The Risk Manager, Fall 2012

Virtually every law practice now has a website. These websites vary in content, but usually include information about the firm and provide website visitors the opportunity to contact the firm or individual lawyers in the firm. These contacts risk the inadvertent creation of duties owed a prospective client or those of a lawyer-client relationship. This in turn can lead to conflicts of interest, bar complaints, and malpractice claims.

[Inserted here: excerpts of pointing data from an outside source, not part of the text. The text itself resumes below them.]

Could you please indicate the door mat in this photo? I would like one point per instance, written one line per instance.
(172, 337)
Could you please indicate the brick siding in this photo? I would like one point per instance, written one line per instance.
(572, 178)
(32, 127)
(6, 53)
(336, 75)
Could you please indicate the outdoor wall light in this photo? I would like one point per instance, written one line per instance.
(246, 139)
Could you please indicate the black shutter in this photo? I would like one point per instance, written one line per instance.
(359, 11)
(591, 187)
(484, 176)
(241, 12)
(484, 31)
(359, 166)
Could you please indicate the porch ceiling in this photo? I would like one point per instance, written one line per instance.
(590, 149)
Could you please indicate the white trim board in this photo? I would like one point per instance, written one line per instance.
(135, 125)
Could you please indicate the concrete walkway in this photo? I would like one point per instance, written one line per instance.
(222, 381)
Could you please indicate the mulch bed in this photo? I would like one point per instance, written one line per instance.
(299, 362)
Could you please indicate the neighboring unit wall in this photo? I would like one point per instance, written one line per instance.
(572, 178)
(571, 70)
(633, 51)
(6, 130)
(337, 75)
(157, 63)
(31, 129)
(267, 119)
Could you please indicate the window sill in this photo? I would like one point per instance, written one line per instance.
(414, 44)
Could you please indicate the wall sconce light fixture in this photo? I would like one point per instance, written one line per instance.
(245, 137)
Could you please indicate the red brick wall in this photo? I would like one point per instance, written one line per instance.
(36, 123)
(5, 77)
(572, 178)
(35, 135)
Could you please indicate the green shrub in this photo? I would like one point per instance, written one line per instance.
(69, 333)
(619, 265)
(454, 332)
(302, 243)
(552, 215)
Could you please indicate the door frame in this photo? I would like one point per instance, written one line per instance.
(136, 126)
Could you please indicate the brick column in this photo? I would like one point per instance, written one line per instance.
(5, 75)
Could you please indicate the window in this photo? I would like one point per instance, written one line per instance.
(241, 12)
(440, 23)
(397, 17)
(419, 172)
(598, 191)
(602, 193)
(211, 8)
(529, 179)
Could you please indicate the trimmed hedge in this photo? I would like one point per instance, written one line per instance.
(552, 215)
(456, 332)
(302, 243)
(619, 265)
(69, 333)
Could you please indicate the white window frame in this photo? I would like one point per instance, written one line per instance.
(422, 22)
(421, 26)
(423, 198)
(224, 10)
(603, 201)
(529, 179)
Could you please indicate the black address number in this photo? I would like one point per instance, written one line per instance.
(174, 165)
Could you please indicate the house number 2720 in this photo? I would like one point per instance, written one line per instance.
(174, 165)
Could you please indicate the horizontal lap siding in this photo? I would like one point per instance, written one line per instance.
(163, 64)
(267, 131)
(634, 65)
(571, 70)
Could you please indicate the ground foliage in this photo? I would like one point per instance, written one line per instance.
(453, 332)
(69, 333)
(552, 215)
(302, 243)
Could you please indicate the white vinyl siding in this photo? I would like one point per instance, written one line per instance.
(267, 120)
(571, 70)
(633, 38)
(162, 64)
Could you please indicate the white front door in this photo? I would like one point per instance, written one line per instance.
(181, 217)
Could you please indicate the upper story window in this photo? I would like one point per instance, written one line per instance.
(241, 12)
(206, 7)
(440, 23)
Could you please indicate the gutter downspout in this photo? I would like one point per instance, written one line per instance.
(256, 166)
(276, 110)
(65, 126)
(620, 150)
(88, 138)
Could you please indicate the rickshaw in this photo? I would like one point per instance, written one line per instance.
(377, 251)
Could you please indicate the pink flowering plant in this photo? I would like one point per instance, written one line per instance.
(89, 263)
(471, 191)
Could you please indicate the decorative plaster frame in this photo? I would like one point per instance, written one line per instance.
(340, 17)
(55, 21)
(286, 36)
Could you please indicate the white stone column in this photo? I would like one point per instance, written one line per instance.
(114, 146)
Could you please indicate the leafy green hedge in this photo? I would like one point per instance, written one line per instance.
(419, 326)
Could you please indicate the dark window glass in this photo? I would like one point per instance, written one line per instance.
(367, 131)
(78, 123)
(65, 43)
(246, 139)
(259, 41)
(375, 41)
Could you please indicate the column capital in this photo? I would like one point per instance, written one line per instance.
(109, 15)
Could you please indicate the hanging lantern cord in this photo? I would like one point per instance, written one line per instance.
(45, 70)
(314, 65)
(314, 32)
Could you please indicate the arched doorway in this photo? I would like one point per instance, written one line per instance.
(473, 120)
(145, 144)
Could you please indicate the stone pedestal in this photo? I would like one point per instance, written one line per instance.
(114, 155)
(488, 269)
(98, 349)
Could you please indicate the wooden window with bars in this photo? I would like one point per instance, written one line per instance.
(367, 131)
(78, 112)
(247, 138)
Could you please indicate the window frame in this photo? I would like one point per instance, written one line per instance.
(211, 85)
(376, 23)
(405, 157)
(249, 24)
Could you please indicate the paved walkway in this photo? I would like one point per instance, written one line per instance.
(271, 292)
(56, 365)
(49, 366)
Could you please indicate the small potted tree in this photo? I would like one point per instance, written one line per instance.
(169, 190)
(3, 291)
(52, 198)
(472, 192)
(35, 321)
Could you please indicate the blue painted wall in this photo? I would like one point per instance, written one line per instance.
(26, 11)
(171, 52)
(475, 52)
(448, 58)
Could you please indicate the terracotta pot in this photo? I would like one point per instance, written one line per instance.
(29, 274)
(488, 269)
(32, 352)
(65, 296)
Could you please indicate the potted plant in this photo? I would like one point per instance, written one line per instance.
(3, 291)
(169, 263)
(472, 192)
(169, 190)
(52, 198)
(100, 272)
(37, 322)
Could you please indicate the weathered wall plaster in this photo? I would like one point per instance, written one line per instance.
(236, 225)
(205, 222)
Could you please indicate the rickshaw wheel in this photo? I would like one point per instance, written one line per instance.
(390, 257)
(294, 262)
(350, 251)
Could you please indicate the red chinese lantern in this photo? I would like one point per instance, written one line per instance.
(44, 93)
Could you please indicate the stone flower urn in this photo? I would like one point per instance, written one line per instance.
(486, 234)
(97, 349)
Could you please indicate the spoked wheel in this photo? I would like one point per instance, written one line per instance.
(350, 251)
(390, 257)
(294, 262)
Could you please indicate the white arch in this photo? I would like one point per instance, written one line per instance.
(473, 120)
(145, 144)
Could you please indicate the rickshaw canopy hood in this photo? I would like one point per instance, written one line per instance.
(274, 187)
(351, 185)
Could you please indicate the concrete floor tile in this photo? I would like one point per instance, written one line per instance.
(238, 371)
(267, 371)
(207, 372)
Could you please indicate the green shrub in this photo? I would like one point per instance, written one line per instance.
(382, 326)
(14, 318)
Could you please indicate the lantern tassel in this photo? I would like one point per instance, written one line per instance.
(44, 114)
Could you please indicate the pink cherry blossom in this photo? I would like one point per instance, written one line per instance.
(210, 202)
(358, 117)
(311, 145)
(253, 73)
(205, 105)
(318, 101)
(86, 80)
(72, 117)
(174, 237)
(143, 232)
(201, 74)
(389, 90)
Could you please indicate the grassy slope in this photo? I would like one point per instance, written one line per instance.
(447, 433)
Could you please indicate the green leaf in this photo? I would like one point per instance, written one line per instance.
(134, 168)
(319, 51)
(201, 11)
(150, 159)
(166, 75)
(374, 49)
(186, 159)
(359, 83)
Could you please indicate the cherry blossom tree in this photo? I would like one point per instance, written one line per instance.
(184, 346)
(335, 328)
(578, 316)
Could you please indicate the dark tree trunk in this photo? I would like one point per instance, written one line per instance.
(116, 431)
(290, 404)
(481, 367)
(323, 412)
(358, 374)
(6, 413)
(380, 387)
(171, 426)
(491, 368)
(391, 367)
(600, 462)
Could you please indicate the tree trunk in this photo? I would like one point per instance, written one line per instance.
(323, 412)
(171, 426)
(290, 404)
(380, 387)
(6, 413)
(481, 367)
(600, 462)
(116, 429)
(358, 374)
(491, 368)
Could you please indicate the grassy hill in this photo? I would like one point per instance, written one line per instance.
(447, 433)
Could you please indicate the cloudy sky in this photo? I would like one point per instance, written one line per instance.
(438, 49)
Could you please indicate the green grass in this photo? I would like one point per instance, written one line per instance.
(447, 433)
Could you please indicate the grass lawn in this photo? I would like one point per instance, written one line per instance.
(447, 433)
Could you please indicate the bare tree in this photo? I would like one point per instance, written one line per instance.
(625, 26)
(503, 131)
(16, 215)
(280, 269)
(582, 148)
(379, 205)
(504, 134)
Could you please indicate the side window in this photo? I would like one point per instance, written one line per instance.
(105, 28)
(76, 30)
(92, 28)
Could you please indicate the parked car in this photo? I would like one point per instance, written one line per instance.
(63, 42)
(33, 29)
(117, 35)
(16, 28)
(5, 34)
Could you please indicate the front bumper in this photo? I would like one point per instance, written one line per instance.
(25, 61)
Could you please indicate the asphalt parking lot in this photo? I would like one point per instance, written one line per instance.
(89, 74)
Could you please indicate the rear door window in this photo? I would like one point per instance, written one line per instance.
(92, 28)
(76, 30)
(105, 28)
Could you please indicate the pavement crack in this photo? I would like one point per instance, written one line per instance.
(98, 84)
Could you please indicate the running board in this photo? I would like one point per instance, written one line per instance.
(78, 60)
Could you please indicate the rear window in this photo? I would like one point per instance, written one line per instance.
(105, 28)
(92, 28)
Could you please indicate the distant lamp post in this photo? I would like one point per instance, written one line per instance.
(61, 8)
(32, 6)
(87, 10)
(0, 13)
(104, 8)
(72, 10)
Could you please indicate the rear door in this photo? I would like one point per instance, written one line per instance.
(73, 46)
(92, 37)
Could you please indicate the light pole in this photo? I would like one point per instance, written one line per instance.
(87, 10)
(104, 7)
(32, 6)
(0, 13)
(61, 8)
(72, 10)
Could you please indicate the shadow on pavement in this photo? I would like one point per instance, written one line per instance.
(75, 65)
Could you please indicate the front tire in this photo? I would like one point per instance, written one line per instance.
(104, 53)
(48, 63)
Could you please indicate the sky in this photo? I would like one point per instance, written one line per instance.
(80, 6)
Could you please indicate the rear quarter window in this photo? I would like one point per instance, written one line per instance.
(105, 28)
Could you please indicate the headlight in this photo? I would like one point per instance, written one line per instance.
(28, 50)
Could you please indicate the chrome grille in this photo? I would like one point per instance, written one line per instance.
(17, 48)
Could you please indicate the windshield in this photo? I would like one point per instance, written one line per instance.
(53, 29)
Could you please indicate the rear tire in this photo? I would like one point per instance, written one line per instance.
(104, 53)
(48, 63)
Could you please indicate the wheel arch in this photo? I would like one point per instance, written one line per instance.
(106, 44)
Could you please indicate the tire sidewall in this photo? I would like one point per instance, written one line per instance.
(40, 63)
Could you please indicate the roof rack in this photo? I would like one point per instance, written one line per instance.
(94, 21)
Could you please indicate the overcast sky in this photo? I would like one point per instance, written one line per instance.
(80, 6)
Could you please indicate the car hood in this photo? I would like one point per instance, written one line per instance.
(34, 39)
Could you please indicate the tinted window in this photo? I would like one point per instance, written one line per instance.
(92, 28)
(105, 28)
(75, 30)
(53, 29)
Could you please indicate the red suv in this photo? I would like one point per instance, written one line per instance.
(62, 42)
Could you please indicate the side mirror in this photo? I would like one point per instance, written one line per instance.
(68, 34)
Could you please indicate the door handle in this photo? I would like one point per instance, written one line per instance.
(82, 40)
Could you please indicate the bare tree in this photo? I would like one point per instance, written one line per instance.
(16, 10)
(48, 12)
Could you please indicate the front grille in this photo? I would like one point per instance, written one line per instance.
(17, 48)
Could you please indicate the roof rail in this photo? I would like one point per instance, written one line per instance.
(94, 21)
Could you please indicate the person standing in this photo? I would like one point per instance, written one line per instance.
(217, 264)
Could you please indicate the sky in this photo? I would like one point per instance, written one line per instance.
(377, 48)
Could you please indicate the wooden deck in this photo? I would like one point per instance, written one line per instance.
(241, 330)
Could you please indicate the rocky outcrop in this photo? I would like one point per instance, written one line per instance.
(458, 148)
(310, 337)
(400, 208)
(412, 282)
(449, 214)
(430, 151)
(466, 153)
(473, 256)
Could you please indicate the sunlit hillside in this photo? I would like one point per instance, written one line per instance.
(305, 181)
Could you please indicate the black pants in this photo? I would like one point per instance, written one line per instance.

Wisconsin Formal Ethics Opinion EF-11-03: Who is a Prospective Client: Lawyer Websites and Unilateral or Unsolicited E-mail Communications (7/ 29/2011) provides a useful review of these risks along with several website disclaimer examples. The key considerations in evaluating website risks as explained in this opinion are:

  • A person who sends a unilateral and unsolicited communication has no reasonable expectation that the lawyer is willing to discuss the possibility of forming a client-lawyer relationship.
  • To avoid creating ethical duties to a person in search of counsel, a lawyer who places advertisements or solicits e-mail communications must take care that these advertisements or solicitations are not interpreted as the lawyer's agreement that a lawyer-client [or prospective client] relationship is created solely by virtue of the person's response and that the person’s response is confidential.
  • Lawyers should use website disclaimers that have two separate and clear warnings: that there is no lawyer-client relationship and that the e-mail communications are not confidential. Moreover, these warnings should be short and easily understood by a layperson.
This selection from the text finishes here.